The female lead (Steinunn Ólína Þorsteinsdóttir) is the most unglamorous detective I’ve ever seen on film. She wears no makeup; her hair looks uncombed and I counted just one wardrobe change, where she substituted a drab gray sweater for a denim shirt. Her simple appearance makes her no-nonsense character all the more credible. Warning: Case can be graphic, but when that happens I look away or zoom forward.
Another International crime series with a realistic female lead is Dicte, a Danish series starring Iben Hjejle as crime reporter Dicte Svendsen, who is newly divorced with an adolescent daughter. The tender mother-daughter exchanges offer a nice counter balance to Dicte’s nail-biting investigations.
If you’re in the mood for a BBC period drama, try The Crimson Field (Amazon Prime), a WWI saga set on the coast of France where a tented British hospital complex has been erected to serve the wounded.
The story centers on the adjustment of a group of young, inexperienced nurses with a stand out performance by Oona Chaplin, daughter of Geraldine Chaplin. Oona’s character, Kitty bristles against authority, challenging the head nurse and even the male doctors. I can imagine her joining the British Suffragists when the war is over.
For laugh-out-loud fun, watch the BBC series Black Books on Netflix.
It’s chock full of irreverent humor as only the British can deliver. The series features a boozy, eccentric bookstore owner, his daft assistant and their close friend, Fran (Tamsin Greig) who takes on the guys in a style reminiscent of Elaine in Seinfeld.

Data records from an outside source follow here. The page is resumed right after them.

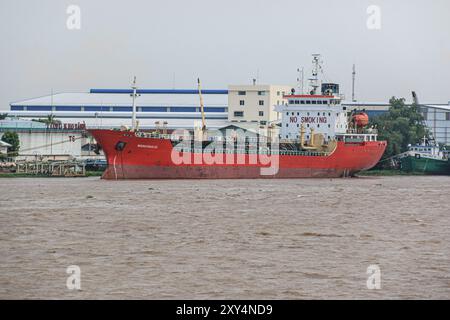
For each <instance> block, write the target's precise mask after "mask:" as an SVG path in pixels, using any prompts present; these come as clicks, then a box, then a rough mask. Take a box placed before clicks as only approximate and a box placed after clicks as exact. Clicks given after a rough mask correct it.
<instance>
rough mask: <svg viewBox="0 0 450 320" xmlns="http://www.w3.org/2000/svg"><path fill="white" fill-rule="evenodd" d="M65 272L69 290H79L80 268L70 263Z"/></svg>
mask: <svg viewBox="0 0 450 320" xmlns="http://www.w3.org/2000/svg"><path fill="white" fill-rule="evenodd" d="M66 273H67V274H69V277H67V281H66V286H67V289H69V290H81V269H80V267H79V266H76V265H72V266H69V267H67V269H66Z"/></svg>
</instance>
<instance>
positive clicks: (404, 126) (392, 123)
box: [372, 97, 430, 158]
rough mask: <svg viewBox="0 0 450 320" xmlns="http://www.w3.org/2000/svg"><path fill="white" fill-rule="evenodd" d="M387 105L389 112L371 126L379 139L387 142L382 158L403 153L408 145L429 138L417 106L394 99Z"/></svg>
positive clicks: (393, 155) (380, 116)
mask: <svg viewBox="0 0 450 320" xmlns="http://www.w3.org/2000/svg"><path fill="white" fill-rule="evenodd" d="M389 104H390V108H389V112H387V113H385V114H383V115H381V116H378V117H375V118H373V119H372V125H376V126H377V127H378V129H379V139H380V140H386V141H387V142H388V146H387V148H386V152H385V154H384V156H383V158H389V157H392V156H394V155H397V154H399V153H402V152H405V151H407V150H408V145H409V144H415V143H417V142H419V141H420V140H421V139H423V137H427V138H429V136H430V134H429V131H428V129H427V127H426V126H425V124H424V118H423V116H422V113H421V112H420V107H419V106H417V105H416V104H412V105H411V106H406V105H405V99H403V98H400V99H397V98H395V97H392V98H391V100H390V101H389Z"/></svg>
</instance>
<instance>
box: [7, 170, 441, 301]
mask: <svg viewBox="0 0 450 320" xmlns="http://www.w3.org/2000/svg"><path fill="white" fill-rule="evenodd" d="M0 191H1V192H0V194H1V196H0V298H2V299H11V298H19V299H22V298H26V299H30V298H33V299H45V298H50V299H59V298H63V299H73V298H75V299H85V298H94V299H106V298H112V299H122V298H144V299H172V298H173V299H178V298H179V299H197V298H199V299H213V298H218V299H221V298H237V299H252V298H255V299H280V298H289V299H309V298H318V299H325V298H338V299H342V298H350V299H357V298H363V299H372V298H407V299H417V298H438V299H444V298H445V299H449V298H450V201H449V193H450V178H449V177H383V178H359V179H341V180H339V179H337V180H329V179H326V180H274V181H267V180H234V181H230V180H226V181H213V180H211V181H120V182H113V181H102V180H100V179H98V178H86V179H39V178H36V179H0ZM374 264H375V265H378V266H379V268H380V271H381V289H379V290H369V289H368V288H367V285H366V281H367V277H368V275H367V274H366V271H367V267H368V266H369V265H374ZM70 265H78V266H79V267H80V269H81V291H71V290H68V289H67V287H66V280H67V277H68V274H66V268H67V267H68V266H70Z"/></svg>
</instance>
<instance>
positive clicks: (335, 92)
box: [322, 83, 339, 96]
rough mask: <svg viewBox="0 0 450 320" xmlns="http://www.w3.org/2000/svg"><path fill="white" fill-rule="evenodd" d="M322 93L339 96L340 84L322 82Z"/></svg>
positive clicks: (322, 93) (324, 93) (323, 93)
mask: <svg viewBox="0 0 450 320" xmlns="http://www.w3.org/2000/svg"><path fill="white" fill-rule="evenodd" d="M322 94H323V95H327V96H338V95H339V85H338V84H337V83H322Z"/></svg>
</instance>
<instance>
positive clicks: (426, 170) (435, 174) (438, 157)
mask: <svg viewBox="0 0 450 320" xmlns="http://www.w3.org/2000/svg"><path fill="white" fill-rule="evenodd" d="M401 170H403V171H406V172H416V173H423V174H430V175H448V174H450V161H449V151H448V150H446V149H445V148H442V149H441V148H440V147H439V145H436V143H434V142H433V140H427V139H426V138H425V137H424V138H423V141H422V143H420V144H416V145H409V146H408V151H407V152H406V153H405V155H404V156H403V157H402V158H401Z"/></svg>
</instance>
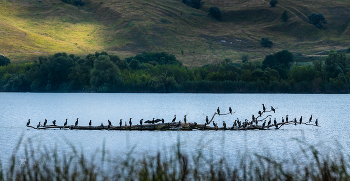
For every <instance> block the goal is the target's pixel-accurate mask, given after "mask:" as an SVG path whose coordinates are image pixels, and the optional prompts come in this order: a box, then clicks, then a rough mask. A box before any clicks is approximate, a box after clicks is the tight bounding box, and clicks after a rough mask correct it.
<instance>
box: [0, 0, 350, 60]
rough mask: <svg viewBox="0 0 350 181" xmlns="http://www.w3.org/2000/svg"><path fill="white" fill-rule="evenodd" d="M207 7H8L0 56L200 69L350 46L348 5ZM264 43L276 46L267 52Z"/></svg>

Season three of the very popular Australian series, Janet King is now on Acorn TV.
I was fully absorbed in the first two seasons of this series, which offers a standout lead performance by Marta Dusseldorf who plays King, a senior crown prosecutor. King is a complex character: a strong feminist at court and after work a vulnerable single mother caring for her young twins.
To add a documentary to the mix, make time for Netflix’s 13th written and directed by Ava DuVernay who distinguished herself with Selma.
13th highlights the glaring reality that our nation’s prisons are disproportionately filled with African-Americans. It’s a cinematic complement to Michelle Alexander’s bestseller, The New Jim Crow.
Videos for me are more than a simple distraction. I’m empowered when I follow strong women like Ofred, bold female detectives, or early feminists like the nurses in WWI. I’m enriched by documentaries like 13th. But now it’s time to put aside electronic viewing and read a real book. I need both in my life.